Organised by the Platelet Society, the European Platelet Summer School is a three-day programme of seminars, open group discussions and practical workshops provided by leading international experts in platelet biology. The objective of this event is to introduce PhD students and new postdocs to the state-of-the-art in platelet research and the laboratory techniques available to study platelet structures and the processes in which these cells are involved.
Attending a field-specific training event like the Platelet Summer School offers a unique opportunity for early-career researchers to expand their knowledge and familiarise themselves with novel experimental techniques. Joining the round table discussions would enable you to explore areas for improvement in your research project and receive feedback from other researchers in the field, which would contribute to the discussion of your thesis. If the programme includes practicals, they will improve your experimental design and knowledge about techniques, which you would be able to apply at your university. As a result, experiments would be less time-consuming and you will achieve better quality results, making the most of your PhD.
Participating in this kind of international gathering creates the perfect environment to get to know colleagues from other laboratories, which offers the opportunity to work on your interpersonal skills and build networks for support and collaboration. The seminars, open group discussions and practical workshops will be led by influential leaders in the field. You will also have the opportunity to interact with these experts, who represent potential external examiners, paper or grant reviewers and future employers.
Training events for early-career researchers usually include career development workshops as well, which would offer you some useful guidance about future job opportunities after your PhD.
Some tips to make the most of the experience are:
- Before leaving for the event, finish up your current experimental set and update your lab notebook. Otherwise, you will have to continue the repeats when you are back, which might be troublesome, as some variables might have changed.

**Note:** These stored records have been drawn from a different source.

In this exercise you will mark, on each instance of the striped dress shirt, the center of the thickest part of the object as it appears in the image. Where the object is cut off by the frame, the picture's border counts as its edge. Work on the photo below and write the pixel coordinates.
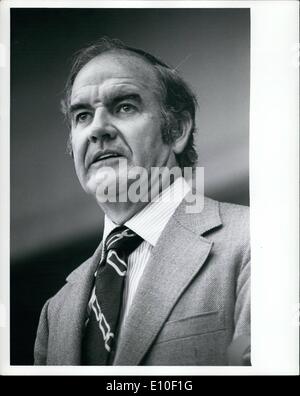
(148, 224)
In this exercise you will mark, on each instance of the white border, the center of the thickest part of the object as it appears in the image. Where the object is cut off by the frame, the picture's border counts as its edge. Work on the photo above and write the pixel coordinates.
(274, 126)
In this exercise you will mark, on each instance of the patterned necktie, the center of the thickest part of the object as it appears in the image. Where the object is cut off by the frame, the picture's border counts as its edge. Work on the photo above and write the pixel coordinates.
(99, 338)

- Consider the most cost-effective transportation option to the conference venue. Bare in mind that sessions are quite long, so you need to rest! The first day is the hardest, as you will probably have to get up early. If you are tired, you will eventually lose focus.
- Simplify your morning routine as much as possible to gain more sleep hours and reduce the baggage needed. Days will be very long, as you will leave the accommodation early in the morning to attend the talks and won´t come back until the evening after dinner and drinks.
- Don´t be afraid to ask questions to the speakers. This is usually the best way to link your research with the general knowledge they are providing you.
- In my experience, bringing your laptop to take notes is the easiest way to keep track of all the information you will receive through the talks, as you can just copy the reference for the book or article they took the information from and come back later in case you don´t have enough time to type everything. Also, this allows you to reply to emails during breaks or in the evening.
- Try to network with other researchers at the conference, but be natural. Don´t be nervous or force things to happen, just enjoy the event. The best opportunities to talk with people are during the lunch break, during the poster sessions or during dinner. If you have a particular question in mind for a specific researcher, investigate if they are coming to the conference and approach them to have a chat!
- Take many pictures and videos at the event to post on your social media and leave proof of your assistance for future job interviews. In many of these training workshops, you don´t receive a certificate of attendance.
I hope you have the great chance to attend an early-career training event like the Platelet Summer School and find useful these suggestions! Good luck!